In your lifetime, you’ve probably met a million dogs named Bella and at least half as many Lunas. You’ve probably ruffled the ears of plenty of Maxes and scratched the belly of countless Charlies. But have you ever encountered a Holdfast? What about a Nosewise? Or a Mopsus? No? Us neither! So, why not follow us on a trip through time to find out how pooches’ names have changed over the years, from medieval times right up to today!

1. Medieval times: Holdfast, Nosewise, and Bellina

According to, texts from that era reveal a host of truly bizarre and unique dog names from the period. These days, could you imagine calling a good boy Holdfast, Ringwood, Whitefoot, or Nosewise? How about Amiable, Clenche, Bragge, or Jakke?

There were even some dogs named after their owner’s job: Little Hammer and Little Spoke belonged to a blacksmith and wagoner, respectively. The funniest moniker, though, has to be “Nameles.” That was perfect for every lazy medieval guy or gal who couldn’t even muster up the energy to name their pet!

Medieval celebs had dogs too

Celebrities of the day also gave their dogs some truly fascinating names. For example, Anne Boleyn owned a little guy called Purkoy, which was a play on the French word pourquoi, meaning ‘why’. She reportedly bestowed him with that name because he was inquisitive! We like that.

Knight Jehan de Seure’s furry companion was known as Perceval, and Isabella d’Este, the Marchioness of Mantua in Italy, had dogs named Mamia and Aura. Finally, the Marquis of Mantua Ludovico III Gonzaga also had two dogs, and they were called Bellina and Rubino.

2. 1600s: Drunkard, Merryboy, and Beauty

In 1686 an aristocratic fella named Nicholas Cox wrote The Gentleman's Recreation in Four Parts, a guide to hunting and fishing. It has sections on “Hunter’s Terms” with some truly hilarious titles, such as, “A Short Account of some Particular Beasts that are not Hunted In England, but in Forrain Countries,” “The Nature and Properties of a Bear, and after what manner Hunted,” and “Proper Terms for the Noises of Hounds.”

They all sound like pretty snappy reads, huh? There are also three chapters dedicated to the maladies that can affect dogs, amusingly entitled “the Dumb Madness,” “the Lank Madness,” and “the Falling Madness.” 

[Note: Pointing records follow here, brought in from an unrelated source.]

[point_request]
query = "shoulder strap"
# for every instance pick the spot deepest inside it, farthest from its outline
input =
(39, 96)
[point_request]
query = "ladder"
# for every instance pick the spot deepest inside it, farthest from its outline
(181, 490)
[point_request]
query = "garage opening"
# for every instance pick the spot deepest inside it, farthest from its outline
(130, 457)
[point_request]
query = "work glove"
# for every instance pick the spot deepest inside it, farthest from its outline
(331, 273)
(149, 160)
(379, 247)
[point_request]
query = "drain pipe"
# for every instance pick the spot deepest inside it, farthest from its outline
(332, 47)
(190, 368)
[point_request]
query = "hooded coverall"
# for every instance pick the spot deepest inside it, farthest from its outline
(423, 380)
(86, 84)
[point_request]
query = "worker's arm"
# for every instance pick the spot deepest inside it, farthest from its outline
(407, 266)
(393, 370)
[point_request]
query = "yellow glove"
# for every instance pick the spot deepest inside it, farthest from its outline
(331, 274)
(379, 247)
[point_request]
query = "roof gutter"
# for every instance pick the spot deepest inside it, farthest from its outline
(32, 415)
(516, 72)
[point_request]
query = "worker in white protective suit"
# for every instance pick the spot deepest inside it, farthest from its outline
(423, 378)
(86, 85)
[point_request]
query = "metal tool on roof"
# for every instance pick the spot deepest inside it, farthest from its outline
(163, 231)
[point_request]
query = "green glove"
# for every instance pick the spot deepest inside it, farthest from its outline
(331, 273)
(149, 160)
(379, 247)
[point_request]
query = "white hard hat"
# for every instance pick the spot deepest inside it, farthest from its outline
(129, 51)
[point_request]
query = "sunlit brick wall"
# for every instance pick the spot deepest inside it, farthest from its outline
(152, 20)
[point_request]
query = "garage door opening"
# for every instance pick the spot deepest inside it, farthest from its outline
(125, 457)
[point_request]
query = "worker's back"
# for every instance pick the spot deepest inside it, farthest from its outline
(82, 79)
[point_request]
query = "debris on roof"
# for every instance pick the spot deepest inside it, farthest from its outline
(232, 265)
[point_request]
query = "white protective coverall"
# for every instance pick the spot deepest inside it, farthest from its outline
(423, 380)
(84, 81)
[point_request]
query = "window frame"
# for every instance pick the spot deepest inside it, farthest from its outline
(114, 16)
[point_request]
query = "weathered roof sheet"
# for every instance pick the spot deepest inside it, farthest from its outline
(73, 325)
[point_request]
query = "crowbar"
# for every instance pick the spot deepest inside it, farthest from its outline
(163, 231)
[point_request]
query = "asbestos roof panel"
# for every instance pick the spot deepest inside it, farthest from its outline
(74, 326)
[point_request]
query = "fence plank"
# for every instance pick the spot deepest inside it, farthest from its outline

These “hounds and beagles” had super-funny names

For those who were able to look past the “falling madness” — whatever the heck that is — of the average “hound or beagle,” Cox also included a list of name suggestions in his weighty tome. It is here that we find out the good folks in the 1600s dubbed their dogs things like Drunkard, Merryboy, Jollyboy, and Chanter.

Perhaps this was because everyone enjoyed their time at the local pub a little too much? They also liked giving them fun names such as Gawdy, Beauty, Dancer, Tickler, Flippant, Fuddle, Lively, Whipster, and Spanker. Oh, and Younker — whatever that means!